13.In the instant matter, judgment had been delivered when the bill was taxed. The subject matter was therefore discernible from the judgment. The Taxing Officer would have been properly guided by Schedule 6 of the Advocates Remuneration Order, 2014 when making the award on instruction fees. The Taxing Officer did not give reason why she awarded instruction fees at Ksh.120,000/=. I find that an error in principle was committed in the award on instruction fees.
14.Getting up fees in an appeal is chargeable under Schedule 6 of the Advocates Remuneration Order, 2014. Under the schedule, an advocate would only be entitled to getting up fees where a respondent appeared at the hearing of the appeal, and the court certified, at the conclusion of the appeal, that, in view of the extent or difficulty of the work involved, it was proper for consideration of a getting up fee. In the instant case the Taxing officer did not give reason for awarding getting up fees. Neither was there a certificate by a Judge to support it. I accordingly find that an error in principle was committed in the award on getting up fees.

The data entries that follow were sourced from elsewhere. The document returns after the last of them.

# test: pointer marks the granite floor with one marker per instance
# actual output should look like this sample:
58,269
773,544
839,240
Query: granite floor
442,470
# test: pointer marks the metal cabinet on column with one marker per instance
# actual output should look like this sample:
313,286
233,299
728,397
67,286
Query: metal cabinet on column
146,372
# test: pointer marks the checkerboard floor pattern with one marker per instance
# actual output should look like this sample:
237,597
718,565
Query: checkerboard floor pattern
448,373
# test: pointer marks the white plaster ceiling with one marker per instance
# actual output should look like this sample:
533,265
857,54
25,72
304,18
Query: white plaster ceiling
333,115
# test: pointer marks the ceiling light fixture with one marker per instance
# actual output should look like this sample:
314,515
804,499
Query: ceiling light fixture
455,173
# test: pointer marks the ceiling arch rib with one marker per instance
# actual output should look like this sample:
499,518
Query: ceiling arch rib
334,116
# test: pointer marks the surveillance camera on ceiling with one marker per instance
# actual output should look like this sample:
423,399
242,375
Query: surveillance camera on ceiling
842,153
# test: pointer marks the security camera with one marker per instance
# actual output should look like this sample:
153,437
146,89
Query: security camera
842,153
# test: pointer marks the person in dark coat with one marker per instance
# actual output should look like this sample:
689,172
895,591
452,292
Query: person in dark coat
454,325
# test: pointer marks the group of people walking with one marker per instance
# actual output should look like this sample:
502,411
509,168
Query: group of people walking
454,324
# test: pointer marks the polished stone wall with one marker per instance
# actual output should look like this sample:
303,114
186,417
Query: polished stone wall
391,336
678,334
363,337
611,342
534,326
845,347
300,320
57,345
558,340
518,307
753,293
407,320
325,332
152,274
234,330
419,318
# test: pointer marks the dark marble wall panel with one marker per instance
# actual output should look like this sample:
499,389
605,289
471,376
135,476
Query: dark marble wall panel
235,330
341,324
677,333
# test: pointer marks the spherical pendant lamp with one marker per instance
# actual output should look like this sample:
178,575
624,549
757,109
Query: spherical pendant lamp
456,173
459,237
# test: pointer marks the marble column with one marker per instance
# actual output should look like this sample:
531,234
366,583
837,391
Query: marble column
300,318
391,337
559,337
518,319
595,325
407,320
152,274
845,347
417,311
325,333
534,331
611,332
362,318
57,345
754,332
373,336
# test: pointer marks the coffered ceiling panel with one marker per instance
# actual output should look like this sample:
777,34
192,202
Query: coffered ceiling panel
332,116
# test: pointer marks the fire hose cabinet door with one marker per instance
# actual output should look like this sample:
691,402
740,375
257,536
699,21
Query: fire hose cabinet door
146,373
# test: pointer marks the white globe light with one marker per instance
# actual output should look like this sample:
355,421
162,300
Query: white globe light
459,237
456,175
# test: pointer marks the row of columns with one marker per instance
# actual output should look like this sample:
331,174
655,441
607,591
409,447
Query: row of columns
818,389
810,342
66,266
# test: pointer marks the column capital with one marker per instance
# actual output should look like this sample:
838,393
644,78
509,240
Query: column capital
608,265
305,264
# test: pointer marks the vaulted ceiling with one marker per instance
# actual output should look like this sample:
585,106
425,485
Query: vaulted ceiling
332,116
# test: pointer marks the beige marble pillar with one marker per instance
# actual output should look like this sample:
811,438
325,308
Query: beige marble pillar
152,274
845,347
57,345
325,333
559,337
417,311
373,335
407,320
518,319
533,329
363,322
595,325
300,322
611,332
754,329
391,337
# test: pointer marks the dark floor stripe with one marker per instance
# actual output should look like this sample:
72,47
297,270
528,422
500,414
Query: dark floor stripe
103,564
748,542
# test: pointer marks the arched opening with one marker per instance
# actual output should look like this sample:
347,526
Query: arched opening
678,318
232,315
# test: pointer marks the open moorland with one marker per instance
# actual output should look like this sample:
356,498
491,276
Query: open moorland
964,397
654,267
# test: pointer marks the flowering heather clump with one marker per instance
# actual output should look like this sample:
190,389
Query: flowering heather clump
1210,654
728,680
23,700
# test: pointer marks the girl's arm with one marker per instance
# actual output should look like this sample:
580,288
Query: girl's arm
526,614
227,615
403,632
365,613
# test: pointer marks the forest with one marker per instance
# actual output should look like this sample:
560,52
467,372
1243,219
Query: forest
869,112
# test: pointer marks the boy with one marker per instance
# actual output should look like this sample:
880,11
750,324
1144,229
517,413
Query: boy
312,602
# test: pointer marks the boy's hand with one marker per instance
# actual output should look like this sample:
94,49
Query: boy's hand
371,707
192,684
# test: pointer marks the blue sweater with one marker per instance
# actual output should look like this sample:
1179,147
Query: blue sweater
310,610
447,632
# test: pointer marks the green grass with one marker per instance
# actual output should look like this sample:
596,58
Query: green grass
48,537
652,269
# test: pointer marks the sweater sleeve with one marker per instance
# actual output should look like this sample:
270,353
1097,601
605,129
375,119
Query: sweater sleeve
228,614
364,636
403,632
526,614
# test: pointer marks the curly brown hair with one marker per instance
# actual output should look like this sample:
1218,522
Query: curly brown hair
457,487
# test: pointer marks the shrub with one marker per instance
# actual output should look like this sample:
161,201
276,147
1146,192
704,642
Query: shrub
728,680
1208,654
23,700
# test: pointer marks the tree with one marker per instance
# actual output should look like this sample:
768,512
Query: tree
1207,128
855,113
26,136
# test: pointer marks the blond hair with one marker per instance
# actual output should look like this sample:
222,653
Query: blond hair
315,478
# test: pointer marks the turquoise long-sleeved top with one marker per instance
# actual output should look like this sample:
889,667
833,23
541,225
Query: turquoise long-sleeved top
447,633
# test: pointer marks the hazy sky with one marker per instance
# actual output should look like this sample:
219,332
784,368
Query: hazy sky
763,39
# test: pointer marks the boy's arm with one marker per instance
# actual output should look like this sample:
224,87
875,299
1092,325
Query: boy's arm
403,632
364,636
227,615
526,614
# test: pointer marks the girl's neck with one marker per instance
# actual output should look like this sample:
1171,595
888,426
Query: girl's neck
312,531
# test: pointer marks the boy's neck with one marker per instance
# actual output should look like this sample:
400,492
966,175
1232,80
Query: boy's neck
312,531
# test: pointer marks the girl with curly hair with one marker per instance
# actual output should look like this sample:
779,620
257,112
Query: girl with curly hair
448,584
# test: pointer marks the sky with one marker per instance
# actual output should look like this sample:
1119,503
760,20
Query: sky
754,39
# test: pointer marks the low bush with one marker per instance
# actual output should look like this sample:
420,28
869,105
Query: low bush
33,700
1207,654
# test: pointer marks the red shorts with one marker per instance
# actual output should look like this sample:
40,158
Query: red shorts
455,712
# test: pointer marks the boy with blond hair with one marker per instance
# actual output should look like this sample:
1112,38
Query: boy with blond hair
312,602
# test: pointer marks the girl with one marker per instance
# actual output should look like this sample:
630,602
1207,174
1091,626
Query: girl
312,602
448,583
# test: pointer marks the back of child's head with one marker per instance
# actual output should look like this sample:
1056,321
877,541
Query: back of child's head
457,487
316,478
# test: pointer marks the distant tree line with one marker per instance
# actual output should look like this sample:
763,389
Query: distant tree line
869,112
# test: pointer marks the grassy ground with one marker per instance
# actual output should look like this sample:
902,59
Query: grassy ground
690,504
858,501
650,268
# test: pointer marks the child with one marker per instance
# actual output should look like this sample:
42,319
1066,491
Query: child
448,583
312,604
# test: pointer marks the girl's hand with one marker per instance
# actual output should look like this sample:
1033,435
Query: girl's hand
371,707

15.The other objections raised in the reference can be determined from the Advocates Remuneration Order 2014.
16.In taxing the bill, the Taxing officer stated that the applicant had failed to file their objection to the bill and that the same was drawn to scale. The Taxing Officer therefore allowed the bill as drawn.
17.Whether the applicant had made a response to the bill or not it was the duty of the Taxing Officer to satisfy herself that the bill was drawn to scale. It is clear from the observations pointed out above that the bill was not drawn to scale and the Taxing Officer committed some errors in principle in taxing the bill. This court therefore has reason to interfere with the taxation.
18.In view of the foregoing, the ruling on the bill of costs dated 27th July 2021 is hereby set aside. Consequently, I order that the bill be remitted back to the Deputy Registrar of this court for fresh taxation by a different taxing Officer.